Human endometrial DNA methylome is cycle-dependent and is associated with gene expression regulation.
- Author(s): Houshdaran, Sahar
- Zelenko, Zara
- Irwin, Juan C
- Giudice, Linda C
- et al.
Published Web Locationhttps://doi.org/10.1210/me.2013-1340
Human endometrium undergoes major gene expression changes, resulting in altered cellular functions in response to cyclic variations in circulating estradiol and progesterone, largely mediated by transcription factors and nuclear receptors. In addition to classic modulators, epigenetic mechanisms regulate gene expression during development in response to environmental factors and in some diseases and have roles in steroid hormone action. Herein, we tested the hypothesis that DNA methylation plays a role in gene expression regulation in human endometrium in different hormonal milieux. High throughput, genome-wide DNA methylation profiling of endometrial samples in proliferative, early secretory, and midsecretory phases revealed dynamic DNA methylation patterns with segregation of proliferative from secretory phase samples by unsupervised cluster analysis of differentially methylated genes. Changes involved different frequencies of gain and loss of methylation within or outside CpG islands. Comparison of changes in transcriptomes and corresponding DNA methylomes from the same samples revealed association of DNA methylation and gene expression in a number of loci, some important in endometrial biology. Human endometrial stromal fibroblasts treated in vitro with estradiol and progesterone exhibited DNA methylation changes in several genes observed in proliferative and secretory phase tissues, respectively.

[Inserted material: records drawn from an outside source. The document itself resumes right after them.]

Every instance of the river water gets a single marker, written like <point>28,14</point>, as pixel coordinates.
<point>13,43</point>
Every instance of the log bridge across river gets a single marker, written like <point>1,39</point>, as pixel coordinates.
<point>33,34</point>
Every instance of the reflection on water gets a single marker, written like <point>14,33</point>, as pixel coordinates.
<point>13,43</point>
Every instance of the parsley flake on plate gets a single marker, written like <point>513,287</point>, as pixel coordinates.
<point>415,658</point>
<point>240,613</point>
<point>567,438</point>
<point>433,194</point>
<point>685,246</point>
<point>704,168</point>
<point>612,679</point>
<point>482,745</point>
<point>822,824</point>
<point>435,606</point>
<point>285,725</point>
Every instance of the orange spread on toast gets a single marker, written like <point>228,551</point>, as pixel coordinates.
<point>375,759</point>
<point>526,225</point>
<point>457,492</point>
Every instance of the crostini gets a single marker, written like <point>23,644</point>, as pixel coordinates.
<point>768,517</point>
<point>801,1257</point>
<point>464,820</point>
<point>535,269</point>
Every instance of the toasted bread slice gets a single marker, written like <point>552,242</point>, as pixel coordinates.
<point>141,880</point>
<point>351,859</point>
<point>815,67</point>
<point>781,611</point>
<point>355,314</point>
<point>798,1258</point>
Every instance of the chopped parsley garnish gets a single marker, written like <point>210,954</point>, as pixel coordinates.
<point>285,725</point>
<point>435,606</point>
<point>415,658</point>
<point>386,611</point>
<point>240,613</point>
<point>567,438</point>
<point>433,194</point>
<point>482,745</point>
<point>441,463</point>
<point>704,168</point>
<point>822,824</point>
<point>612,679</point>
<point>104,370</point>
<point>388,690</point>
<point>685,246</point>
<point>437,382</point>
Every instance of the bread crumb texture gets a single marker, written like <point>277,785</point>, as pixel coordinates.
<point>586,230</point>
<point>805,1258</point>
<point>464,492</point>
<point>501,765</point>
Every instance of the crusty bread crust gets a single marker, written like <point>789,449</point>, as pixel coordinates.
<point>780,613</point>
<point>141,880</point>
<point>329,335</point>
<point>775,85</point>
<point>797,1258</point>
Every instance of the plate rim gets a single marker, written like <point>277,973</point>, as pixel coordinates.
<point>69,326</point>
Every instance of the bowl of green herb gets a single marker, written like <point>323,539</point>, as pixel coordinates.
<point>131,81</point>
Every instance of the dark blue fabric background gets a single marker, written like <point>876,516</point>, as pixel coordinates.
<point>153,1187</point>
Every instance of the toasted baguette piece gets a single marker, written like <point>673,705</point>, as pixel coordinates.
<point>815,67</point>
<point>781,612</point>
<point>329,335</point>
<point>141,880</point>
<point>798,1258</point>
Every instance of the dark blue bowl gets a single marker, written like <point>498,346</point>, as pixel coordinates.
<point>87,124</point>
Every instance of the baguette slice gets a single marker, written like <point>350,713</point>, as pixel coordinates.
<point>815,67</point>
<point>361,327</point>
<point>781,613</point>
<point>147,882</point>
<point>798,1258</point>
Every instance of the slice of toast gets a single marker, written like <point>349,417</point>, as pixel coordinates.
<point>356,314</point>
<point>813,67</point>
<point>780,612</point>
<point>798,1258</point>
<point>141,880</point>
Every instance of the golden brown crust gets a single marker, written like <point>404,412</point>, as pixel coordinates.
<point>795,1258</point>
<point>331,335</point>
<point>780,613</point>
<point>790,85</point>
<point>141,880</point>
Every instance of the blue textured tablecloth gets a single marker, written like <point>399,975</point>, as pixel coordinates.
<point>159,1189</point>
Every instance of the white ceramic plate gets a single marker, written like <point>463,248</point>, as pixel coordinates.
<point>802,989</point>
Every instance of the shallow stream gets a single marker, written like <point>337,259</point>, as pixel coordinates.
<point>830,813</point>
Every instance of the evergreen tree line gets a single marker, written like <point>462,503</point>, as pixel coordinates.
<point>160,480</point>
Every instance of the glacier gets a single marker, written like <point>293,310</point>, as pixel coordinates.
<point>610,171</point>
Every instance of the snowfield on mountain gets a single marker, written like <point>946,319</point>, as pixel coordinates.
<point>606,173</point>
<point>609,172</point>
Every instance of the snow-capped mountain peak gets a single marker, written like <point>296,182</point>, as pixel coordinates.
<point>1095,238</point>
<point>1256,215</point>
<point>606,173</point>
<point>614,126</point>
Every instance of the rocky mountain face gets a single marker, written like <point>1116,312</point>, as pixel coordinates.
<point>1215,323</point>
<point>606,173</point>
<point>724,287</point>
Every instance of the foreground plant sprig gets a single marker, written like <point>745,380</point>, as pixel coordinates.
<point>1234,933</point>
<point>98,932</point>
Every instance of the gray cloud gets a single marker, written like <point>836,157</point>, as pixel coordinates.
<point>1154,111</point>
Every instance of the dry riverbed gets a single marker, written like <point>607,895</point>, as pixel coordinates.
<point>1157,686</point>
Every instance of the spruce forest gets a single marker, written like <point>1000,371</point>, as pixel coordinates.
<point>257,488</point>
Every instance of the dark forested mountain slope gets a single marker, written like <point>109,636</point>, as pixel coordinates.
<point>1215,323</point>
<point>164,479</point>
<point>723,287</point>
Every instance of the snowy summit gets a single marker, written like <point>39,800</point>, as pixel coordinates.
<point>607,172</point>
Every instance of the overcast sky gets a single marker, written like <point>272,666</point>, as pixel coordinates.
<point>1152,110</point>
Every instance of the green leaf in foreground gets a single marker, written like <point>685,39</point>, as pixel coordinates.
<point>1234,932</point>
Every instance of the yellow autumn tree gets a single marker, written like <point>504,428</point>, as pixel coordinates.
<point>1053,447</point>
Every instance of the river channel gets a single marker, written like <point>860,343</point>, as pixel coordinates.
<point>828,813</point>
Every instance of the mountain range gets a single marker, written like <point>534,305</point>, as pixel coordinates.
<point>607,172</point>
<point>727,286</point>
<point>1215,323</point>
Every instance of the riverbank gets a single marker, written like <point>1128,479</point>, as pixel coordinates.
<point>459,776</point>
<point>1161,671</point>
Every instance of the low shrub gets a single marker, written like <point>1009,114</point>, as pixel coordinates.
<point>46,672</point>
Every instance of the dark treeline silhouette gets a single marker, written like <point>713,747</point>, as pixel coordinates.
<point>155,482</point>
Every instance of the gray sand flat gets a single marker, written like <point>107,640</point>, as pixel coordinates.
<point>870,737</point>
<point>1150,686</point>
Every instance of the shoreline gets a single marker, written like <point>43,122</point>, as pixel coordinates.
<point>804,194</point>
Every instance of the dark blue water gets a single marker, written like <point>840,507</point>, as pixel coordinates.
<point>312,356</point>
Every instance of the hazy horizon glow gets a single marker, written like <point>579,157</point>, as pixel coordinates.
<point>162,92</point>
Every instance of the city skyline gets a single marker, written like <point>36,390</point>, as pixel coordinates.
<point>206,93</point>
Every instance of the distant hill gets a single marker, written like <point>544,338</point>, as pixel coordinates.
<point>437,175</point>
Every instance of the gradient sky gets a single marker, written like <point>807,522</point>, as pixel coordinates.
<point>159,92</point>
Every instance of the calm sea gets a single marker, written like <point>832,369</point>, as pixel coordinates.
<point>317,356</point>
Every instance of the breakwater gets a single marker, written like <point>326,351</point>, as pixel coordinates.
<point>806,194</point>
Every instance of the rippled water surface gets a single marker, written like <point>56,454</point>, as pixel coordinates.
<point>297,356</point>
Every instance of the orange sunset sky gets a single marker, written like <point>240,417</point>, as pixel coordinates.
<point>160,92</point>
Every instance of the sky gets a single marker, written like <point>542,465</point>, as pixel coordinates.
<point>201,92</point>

Taken together, the data support the observation that epigenetic mechanisms are involved in gene expression regulation in human endometrium in different hormonal milieux, adding endometrium to a small number of normal adult tissues exhibiting dynamic DNA methylation. The data also raise the possibility that the interplay between steroid hormone and methylome dynamics regulates normal endometrial functions and, if abnormal, may result in endometrial dysfunction and associated disorders.